Due to the Weather: Ways the Elements Affect Our Lives

By Abraham Resnick | Go to book overview

6
FOG

Fog is essentially a cloud at the earth's surface, or sometimes just a few feet above. It consists of numerous small droplets of water, not readily or clearly perceived by the naked eye. Fog is the one element of nature that still baffles man. When it shrouds an area, it envelops everything in a kind of gray vapor, dimming or blurring the vision. Fog can be dense when objects are obscured at a thousand feet or less. Light fog has increased, but still hindered, visibility. Fog begins to develop when the air is cooled below its dew, or saturation, point, which is a temperature below the capacity of the air to hold water. Fog can form on land or sea.

During clear nights heat absorbed by the ground during the day escapes rapidly or radiates into the atmosphere, usually late in the afternoon. This chills the air near the ground to dew point and results in a still fog called radiation fog. This type of fog develops when there is moisture in the air and wind speeds are calm or light. Another kind of fog is known as advection fog. This classification forms when warm air blows across a cold land or water surface. The air is chilled and the moisture condenses as fog. Radiation fog is often found in valleys where winter moisture gets trapped within the valley walls.

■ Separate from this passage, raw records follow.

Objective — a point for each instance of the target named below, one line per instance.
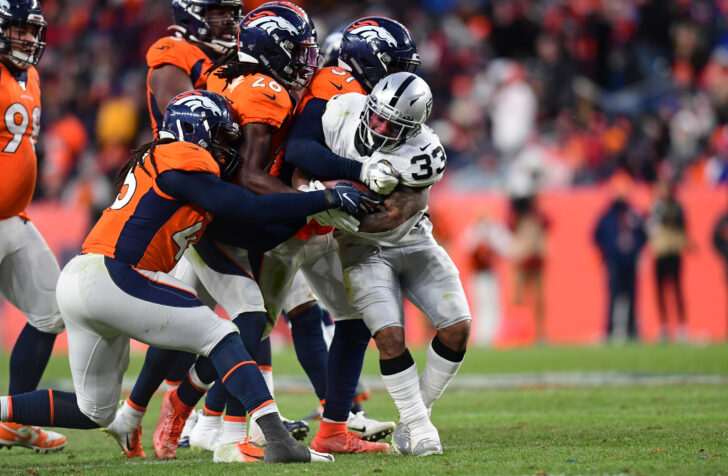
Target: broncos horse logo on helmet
(281, 38)
(204, 118)
(15, 17)
(373, 47)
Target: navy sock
(240, 373)
(308, 340)
(346, 357)
(29, 358)
(178, 371)
(326, 318)
(157, 363)
(50, 408)
(215, 398)
(190, 394)
(265, 355)
(251, 326)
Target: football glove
(350, 199)
(338, 220)
(312, 186)
(379, 176)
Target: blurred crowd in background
(529, 95)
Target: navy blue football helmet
(374, 47)
(210, 22)
(279, 37)
(204, 118)
(24, 18)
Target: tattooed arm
(403, 203)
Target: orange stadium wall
(575, 283)
(575, 280)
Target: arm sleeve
(306, 147)
(230, 201)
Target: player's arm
(401, 205)
(166, 82)
(306, 147)
(227, 200)
(255, 153)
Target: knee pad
(353, 330)
(103, 416)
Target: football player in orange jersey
(282, 35)
(371, 48)
(28, 269)
(203, 31)
(119, 287)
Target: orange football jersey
(145, 227)
(178, 52)
(327, 83)
(258, 98)
(19, 128)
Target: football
(360, 186)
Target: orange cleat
(243, 452)
(172, 419)
(347, 442)
(32, 437)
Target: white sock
(437, 375)
(4, 408)
(268, 377)
(131, 414)
(232, 431)
(208, 422)
(404, 387)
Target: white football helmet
(395, 110)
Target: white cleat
(401, 440)
(206, 432)
(426, 441)
(318, 457)
(184, 439)
(126, 434)
(367, 428)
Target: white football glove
(312, 186)
(379, 176)
(338, 219)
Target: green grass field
(633, 426)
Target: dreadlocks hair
(227, 67)
(138, 159)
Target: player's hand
(349, 199)
(312, 186)
(338, 220)
(379, 176)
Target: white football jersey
(420, 163)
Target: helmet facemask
(224, 147)
(223, 22)
(212, 24)
(20, 50)
(383, 128)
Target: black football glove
(350, 199)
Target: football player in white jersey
(393, 254)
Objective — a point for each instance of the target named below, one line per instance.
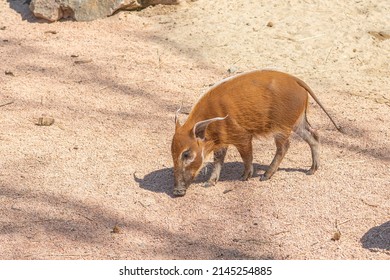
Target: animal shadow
(377, 238)
(161, 181)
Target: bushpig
(233, 112)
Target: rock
(87, 10)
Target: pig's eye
(186, 155)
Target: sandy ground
(112, 87)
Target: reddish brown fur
(258, 103)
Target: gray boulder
(87, 10)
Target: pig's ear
(199, 129)
(177, 123)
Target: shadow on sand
(161, 181)
(377, 238)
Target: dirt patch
(97, 182)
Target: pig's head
(188, 153)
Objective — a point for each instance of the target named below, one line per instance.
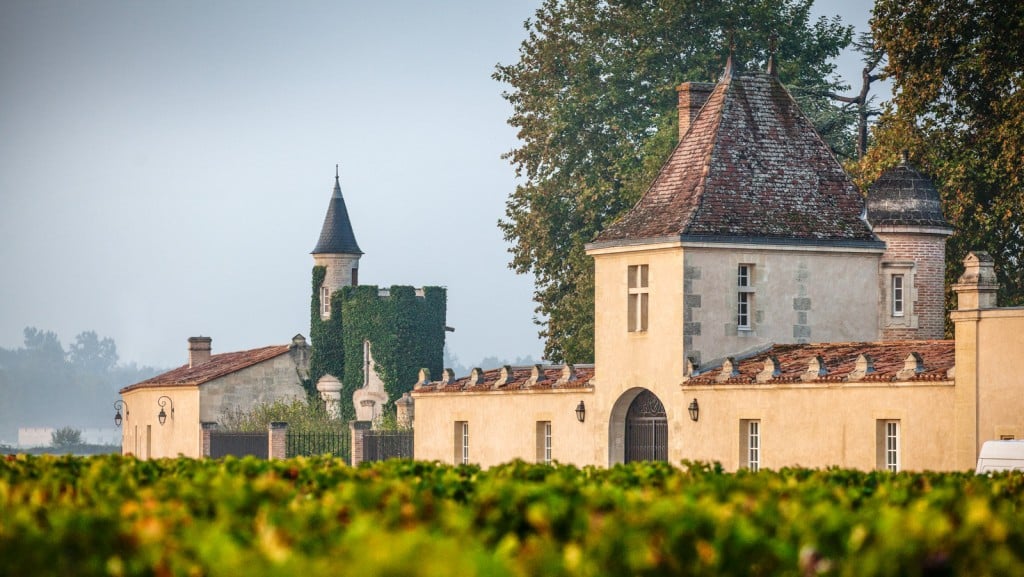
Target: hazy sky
(165, 167)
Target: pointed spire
(337, 236)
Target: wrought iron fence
(224, 443)
(383, 445)
(308, 444)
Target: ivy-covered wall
(328, 349)
(407, 333)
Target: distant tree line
(44, 384)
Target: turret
(904, 210)
(337, 250)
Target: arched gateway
(638, 428)
(646, 429)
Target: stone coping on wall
(889, 363)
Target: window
(462, 442)
(544, 442)
(744, 295)
(325, 301)
(750, 446)
(889, 447)
(638, 298)
(897, 295)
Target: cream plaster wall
(503, 425)
(627, 359)
(142, 435)
(819, 425)
(273, 379)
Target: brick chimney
(692, 95)
(199, 351)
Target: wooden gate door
(646, 429)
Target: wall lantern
(162, 417)
(118, 405)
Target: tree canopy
(594, 101)
(957, 72)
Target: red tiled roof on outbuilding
(751, 168)
(216, 367)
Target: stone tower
(337, 250)
(904, 211)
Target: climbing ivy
(407, 333)
(328, 348)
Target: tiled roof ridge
(514, 378)
(218, 366)
(337, 236)
(751, 165)
(841, 363)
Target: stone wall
(274, 379)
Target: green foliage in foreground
(118, 516)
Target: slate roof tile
(520, 380)
(750, 166)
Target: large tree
(957, 71)
(593, 96)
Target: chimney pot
(692, 96)
(199, 351)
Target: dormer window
(744, 296)
(637, 298)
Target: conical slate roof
(904, 197)
(337, 236)
(751, 168)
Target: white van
(1000, 455)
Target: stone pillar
(977, 286)
(330, 389)
(357, 428)
(406, 410)
(208, 428)
(278, 441)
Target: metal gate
(224, 443)
(646, 429)
(383, 445)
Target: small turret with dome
(337, 249)
(904, 210)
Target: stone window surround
(544, 442)
(462, 442)
(638, 277)
(888, 438)
(325, 301)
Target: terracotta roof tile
(751, 166)
(520, 380)
(217, 366)
(840, 361)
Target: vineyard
(310, 517)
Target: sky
(165, 167)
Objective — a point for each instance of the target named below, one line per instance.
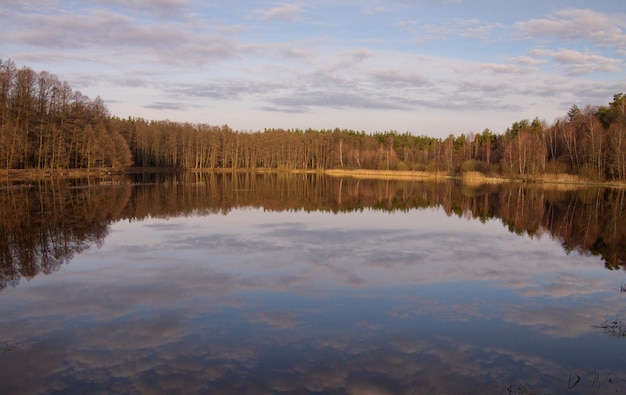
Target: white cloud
(575, 24)
(576, 63)
(283, 13)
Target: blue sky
(435, 67)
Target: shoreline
(469, 178)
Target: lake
(278, 283)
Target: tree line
(44, 124)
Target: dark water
(308, 284)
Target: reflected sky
(267, 302)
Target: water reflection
(45, 224)
(342, 287)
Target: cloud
(401, 78)
(282, 13)
(573, 24)
(577, 63)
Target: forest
(46, 125)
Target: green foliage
(475, 165)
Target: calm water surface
(256, 288)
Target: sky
(427, 67)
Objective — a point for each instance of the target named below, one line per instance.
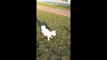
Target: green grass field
(54, 5)
(59, 47)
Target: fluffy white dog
(47, 33)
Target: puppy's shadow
(40, 23)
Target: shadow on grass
(40, 23)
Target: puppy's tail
(53, 33)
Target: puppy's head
(43, 27)
(53, 33)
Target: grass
(54, 5)
(59, 47)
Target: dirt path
(53, 10)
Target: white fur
(47, 33)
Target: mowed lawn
(54, 5)
(57, 48)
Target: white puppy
(47, 33)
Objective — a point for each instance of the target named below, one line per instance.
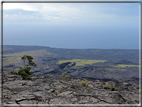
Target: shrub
(113, 88)
(59, 91)
(84, 83)
(139, 92)
(65, 76)
(108, 86)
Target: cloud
(71, 13)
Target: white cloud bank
(71, 13)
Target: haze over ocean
(72, 25)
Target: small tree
(25, 71)
(65, 76)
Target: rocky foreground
(54, 90)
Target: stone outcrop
(54, 90)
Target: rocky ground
(55, 90)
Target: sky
(72, 25)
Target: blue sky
(72, 25)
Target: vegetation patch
(65, 76)
(84, 83)
(16, 57)
(82, 62)
(109, 86)
(123, 66)
(110, 69)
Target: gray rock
(47, 87)
(65, 93)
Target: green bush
(84, 83)
(109, 86)
(65, 76)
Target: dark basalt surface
(54, 90)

Advection fog tends to occur when moist air passes over a colder surface, such as a cold ocean current, or over an area covered by ice or snow. It is possible for a sky to be observed during a ground fog settling in a low lying area or mountain hollow.


EFFECTS OF FOG

Fog can cause considerable anxiety and disruption for people engaged in normal living activities. They have lost time caused by traffic delays. Trains and other forms of public transportation have had to be canceled or rescheduled. Highways have either been closed or had their speed limits reduced during thick fog conditions. Sometimes airports are shut.